Il faudra reculer de plusieurs pas pour lire cet article. On connaît généralement Richter pour ses peintures si réalistes qu’on les prendrait pour des photographies. A reculons, on s’y tromperait. Et pour mieux s’induire en erreur, le Centre Pompidou consacre jusqu’au 26 Septembre une rétrospective de l’oeuvre du peintre. Celui-ci fête cette année ses 80 ans et l’on lui souhaite de joyeuses victuailles.

La commissaire de l’exposition, Camille Morineau, décrit Richter comme « l’une des figures majeurs de la peinture contemporaine ». C’est peu dire de cet allemand formé à l’école des Beaux-Arts de Dresde et qui affronta l’Histoire. Celle des guerres, la Seconde évidemment, puis la froide. Le peintre n’est pas historien mais s’attache aux héritages. C’est là un fait indéniable. Richter consacre la peinture classique, la fait revivre pour mieux l’immortaliser. Au delà des périodes, l’oeuvre entière de Richter défend le métier de peintre, envers et contre tout.

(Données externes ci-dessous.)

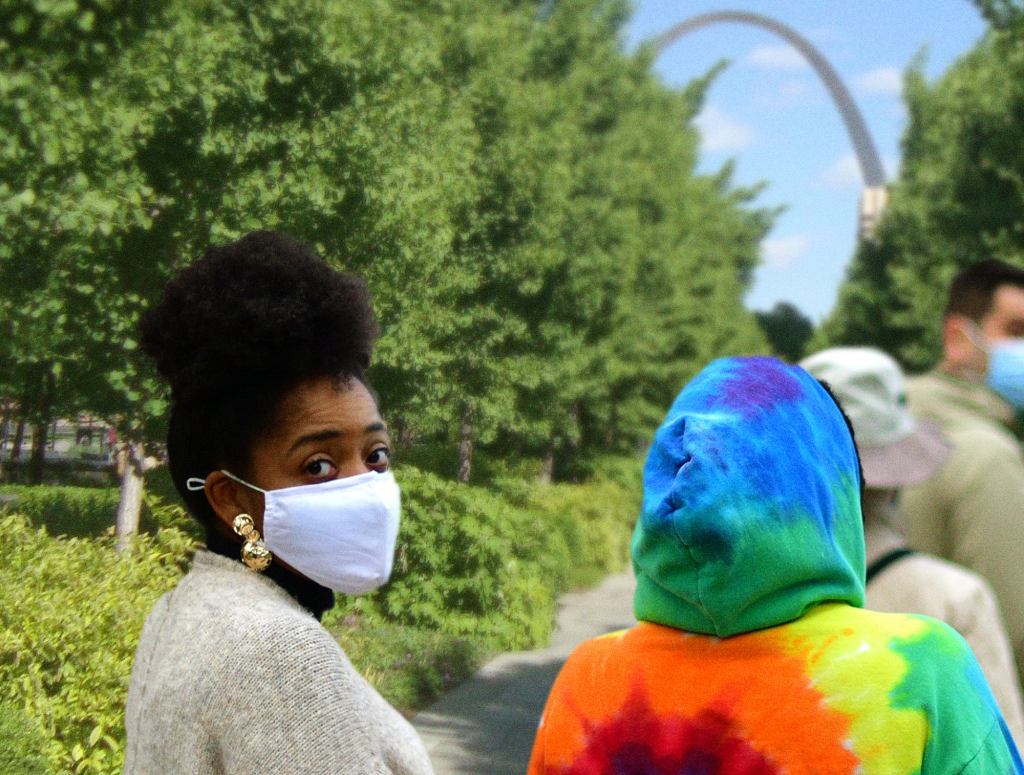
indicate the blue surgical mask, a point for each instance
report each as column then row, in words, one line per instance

L’exposition commence ainsi : « Je n’obéis à aucune intention, à aucun système, à aucune tendance : je n’ai ni programme, ni style, ni prétention. « . Défendre la peinture comme objet d’interprétation du monde est la seule affirmation qui ressort de son oeuvre. Par ses tableaux, réalistes ou abstraits, Richter ne signifie rien. Ses peintures abstraites nous dévoilent ce que l’on voudrait voir. Le spectateur interprète le tableau de façon personnel. Ne jamais signifier, ne jamais orienter. On pourrait qualifier l’oeuvre de Richter de grise, mais voilà, cette couleur même a son sens.

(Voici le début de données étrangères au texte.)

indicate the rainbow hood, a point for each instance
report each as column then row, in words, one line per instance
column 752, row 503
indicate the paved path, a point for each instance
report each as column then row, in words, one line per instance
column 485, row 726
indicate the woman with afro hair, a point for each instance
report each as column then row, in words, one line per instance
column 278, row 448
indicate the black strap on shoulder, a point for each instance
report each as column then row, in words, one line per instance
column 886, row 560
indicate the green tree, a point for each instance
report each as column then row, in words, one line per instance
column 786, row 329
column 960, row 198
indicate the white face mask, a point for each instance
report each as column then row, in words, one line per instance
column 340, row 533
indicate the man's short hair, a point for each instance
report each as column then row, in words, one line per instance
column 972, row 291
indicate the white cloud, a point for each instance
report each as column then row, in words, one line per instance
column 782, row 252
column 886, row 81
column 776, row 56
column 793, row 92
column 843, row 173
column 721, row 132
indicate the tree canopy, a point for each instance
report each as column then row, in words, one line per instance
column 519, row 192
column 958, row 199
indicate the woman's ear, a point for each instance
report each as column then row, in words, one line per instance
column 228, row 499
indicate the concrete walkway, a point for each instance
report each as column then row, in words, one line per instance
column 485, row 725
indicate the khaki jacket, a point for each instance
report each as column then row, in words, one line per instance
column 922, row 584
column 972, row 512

Le gris a une place spéciale dans l’exposition. C’est la couleur de l’incertitude, du ni…ni, de l’indécision, de l’absence. A l’image de ces paysages d’un gris clair, indécis, entre ciel et mer. A l’image de ces différents tons de gris où reposent les formes et les contours. A l’image enfin du gris sombre, ténébreux qui vient ternir le 18 Octobre 1977. L’Histoire n’est jamais loin. Le gris est tantôt sombre, tantôt lumineux, et toujours questionne t-il le spectateur. Est-on bien sur, est-on certain ?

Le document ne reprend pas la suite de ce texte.